If someone texted you right now, with “You’re terrible!”, without you knowing whose number is that, what would you think? Is it some random acquaintance insulting you for something you did (terrible in a bad way), or a friend joking around about something you else did (terrible in a good way)? Think about right now. Of course, you might choose one or another, you can’t choose both; but you still can’t know who that is or the reason for the text. Not knowing about the context of that statement, you can’t actually know the meaning of it. But you could, if you heard the person.
People being heard and seen, words being read.
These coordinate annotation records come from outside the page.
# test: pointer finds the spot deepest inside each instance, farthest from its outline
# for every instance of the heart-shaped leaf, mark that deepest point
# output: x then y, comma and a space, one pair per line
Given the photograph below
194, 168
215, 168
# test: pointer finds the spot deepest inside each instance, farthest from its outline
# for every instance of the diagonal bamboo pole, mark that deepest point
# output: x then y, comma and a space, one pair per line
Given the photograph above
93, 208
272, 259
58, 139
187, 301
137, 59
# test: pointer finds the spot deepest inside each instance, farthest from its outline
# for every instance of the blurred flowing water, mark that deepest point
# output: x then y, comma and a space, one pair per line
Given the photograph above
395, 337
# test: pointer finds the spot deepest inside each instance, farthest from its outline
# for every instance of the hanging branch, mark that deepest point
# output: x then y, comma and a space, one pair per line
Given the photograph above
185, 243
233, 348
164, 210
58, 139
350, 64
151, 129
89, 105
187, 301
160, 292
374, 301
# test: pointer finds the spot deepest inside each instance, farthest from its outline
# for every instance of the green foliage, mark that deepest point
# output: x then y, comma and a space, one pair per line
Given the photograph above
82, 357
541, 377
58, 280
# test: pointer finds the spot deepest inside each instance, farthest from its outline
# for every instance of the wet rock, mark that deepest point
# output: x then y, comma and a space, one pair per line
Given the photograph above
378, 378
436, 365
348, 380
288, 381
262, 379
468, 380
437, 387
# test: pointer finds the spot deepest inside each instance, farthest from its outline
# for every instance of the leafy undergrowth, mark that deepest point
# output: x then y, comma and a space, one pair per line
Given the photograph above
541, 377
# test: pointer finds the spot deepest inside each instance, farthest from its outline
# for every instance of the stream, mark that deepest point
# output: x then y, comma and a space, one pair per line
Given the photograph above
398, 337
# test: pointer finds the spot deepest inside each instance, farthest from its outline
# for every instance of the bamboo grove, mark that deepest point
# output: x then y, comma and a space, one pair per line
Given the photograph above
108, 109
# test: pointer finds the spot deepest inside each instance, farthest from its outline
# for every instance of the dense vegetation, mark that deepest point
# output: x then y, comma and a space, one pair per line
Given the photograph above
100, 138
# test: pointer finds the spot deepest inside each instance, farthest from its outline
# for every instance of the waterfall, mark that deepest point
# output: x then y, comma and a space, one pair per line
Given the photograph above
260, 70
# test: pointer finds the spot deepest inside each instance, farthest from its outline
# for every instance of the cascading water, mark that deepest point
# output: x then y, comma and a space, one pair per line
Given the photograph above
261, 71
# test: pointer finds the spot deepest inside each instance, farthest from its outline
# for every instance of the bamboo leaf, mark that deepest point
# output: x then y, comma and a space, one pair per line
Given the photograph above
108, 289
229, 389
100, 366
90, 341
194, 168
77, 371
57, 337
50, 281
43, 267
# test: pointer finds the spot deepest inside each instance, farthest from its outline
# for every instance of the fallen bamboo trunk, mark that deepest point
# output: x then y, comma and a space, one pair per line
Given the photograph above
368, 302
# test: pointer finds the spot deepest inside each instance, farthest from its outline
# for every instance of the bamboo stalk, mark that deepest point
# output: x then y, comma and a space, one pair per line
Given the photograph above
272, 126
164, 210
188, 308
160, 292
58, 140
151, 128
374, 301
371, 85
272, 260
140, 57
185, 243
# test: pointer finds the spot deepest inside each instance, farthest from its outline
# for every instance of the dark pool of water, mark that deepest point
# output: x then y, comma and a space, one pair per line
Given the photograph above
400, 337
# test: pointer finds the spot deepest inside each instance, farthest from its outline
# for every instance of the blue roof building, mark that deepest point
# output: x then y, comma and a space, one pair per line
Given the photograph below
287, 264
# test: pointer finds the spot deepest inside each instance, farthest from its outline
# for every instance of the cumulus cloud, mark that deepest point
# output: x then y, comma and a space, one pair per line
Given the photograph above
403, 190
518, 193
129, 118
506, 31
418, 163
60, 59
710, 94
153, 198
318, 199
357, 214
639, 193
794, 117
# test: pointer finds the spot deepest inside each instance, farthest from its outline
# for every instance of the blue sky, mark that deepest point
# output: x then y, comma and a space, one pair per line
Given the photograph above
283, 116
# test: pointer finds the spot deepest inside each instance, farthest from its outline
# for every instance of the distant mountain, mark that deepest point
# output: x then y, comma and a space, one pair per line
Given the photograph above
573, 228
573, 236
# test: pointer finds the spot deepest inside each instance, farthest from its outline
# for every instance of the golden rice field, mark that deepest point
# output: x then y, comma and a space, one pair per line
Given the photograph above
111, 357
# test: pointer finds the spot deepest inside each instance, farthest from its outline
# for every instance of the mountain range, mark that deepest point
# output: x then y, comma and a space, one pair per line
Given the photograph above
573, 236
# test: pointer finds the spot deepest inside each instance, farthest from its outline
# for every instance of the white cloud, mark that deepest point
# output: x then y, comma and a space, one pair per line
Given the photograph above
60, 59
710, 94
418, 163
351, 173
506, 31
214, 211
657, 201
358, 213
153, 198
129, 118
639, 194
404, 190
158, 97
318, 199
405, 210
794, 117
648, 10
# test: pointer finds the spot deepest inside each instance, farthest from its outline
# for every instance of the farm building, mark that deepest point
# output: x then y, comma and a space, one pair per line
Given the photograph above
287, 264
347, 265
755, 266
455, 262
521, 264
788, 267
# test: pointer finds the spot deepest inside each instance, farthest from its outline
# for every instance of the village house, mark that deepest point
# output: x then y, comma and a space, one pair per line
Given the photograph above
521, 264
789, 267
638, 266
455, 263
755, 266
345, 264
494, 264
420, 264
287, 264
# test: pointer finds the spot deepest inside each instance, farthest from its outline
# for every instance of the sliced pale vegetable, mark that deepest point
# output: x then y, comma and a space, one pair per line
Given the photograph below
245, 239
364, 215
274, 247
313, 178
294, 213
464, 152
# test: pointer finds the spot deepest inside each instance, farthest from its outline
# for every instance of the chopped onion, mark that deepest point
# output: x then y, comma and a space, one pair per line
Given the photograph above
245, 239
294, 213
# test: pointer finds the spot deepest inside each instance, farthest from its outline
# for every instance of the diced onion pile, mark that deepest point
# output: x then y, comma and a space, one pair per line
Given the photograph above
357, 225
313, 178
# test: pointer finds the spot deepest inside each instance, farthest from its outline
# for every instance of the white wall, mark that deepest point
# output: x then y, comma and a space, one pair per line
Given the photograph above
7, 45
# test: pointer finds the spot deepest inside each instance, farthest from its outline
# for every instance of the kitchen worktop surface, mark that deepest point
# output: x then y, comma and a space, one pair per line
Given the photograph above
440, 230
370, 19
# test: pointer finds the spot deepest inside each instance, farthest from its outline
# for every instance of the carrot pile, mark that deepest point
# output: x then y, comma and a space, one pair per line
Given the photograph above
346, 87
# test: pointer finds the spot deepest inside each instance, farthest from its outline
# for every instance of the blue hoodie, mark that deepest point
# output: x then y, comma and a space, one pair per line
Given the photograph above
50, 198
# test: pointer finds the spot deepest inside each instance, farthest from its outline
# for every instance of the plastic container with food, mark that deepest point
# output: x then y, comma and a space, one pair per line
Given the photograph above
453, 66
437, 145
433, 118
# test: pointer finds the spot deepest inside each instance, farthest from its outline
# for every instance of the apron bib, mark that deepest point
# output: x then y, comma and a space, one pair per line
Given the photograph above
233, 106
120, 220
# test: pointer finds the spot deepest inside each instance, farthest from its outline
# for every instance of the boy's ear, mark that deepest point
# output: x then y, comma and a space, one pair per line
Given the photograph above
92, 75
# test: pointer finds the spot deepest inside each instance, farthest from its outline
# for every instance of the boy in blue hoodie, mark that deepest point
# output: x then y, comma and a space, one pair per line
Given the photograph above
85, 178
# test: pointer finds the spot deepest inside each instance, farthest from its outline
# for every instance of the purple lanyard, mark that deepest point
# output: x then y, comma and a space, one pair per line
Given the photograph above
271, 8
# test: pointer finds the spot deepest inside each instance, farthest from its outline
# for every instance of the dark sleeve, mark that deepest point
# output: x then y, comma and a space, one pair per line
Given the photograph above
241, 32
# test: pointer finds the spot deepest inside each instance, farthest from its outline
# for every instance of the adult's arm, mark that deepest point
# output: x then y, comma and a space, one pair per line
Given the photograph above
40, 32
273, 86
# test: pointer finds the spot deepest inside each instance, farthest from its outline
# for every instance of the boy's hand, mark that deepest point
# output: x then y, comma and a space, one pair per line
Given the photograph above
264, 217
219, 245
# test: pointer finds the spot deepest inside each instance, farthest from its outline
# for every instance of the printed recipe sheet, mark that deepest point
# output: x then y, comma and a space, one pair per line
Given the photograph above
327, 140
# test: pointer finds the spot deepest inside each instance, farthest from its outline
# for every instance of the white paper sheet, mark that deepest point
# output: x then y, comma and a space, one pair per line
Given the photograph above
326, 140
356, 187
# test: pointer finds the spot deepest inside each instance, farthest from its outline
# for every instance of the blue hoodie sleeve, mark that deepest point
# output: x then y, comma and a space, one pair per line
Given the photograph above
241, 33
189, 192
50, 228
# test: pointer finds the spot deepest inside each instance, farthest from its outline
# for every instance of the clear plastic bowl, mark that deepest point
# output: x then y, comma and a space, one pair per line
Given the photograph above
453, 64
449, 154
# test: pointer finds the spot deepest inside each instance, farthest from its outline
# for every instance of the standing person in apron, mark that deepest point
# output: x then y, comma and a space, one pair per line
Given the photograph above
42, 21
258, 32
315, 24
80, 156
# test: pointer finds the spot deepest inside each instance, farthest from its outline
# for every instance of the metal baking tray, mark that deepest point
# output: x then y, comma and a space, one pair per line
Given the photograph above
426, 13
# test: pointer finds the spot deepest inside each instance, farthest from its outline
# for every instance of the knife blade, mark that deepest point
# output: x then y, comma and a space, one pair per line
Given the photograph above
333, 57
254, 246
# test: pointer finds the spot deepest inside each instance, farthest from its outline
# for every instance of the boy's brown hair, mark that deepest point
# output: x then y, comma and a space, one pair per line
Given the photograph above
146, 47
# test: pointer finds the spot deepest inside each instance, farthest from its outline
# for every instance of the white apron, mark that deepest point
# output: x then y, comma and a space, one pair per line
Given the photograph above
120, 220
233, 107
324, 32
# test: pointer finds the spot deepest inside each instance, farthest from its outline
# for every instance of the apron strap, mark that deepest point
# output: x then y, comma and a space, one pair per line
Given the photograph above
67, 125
The way anybody speaks tells you about the aim of the message: to chat, to enjoy, to insult, to provoke doubt, to… And so many others… In some cases, you don’t know the person. That’s when you lose “context” in a spoken conversation. Because you don’t know the person, you can’t really know the way he or she talks. As so you can’t really distinguish emotions from static states…
In a written conversation, words have to fill context, emotions, sentiment. In a spoken conversation, words become superfluous. Why? Maybe with time people have developed a way to understand each other better. I can’t know how people spoked in the XVII century, and I can’t base that knowledge on writings, precisely because those were written. We, while writing, have to add words to the actual words, to make sure the reader gets the idea (or doesn’t, if that’s the point).
Wordless concepts, lacking of…
At the end, the written language was the “second” one (we talked first, I believe, then we wrote), and so it has evolved a lot, but it’s still needing words to communicate wordless concepts. But personally I don’t think it’s the written language that has “superfluous” elements, but the spoken language, that needs the transmitter of the message use its own set of skills to somehow by wordless actions send a wordless message “attached” to the original words.
I know most people disagrees, but I find it to be true: some times that “wordless actions” betray us, or other people, and send others wrong messages. I hate when that happens. I’m sure you do, too.
To be fair, I can accept to say spoken language lacks of enough words, while written language lacks of those “wordless actions”. None is truly “complete”, but both fulfills each’s needs. What do you think? I wrote this while angry, happy, anxious?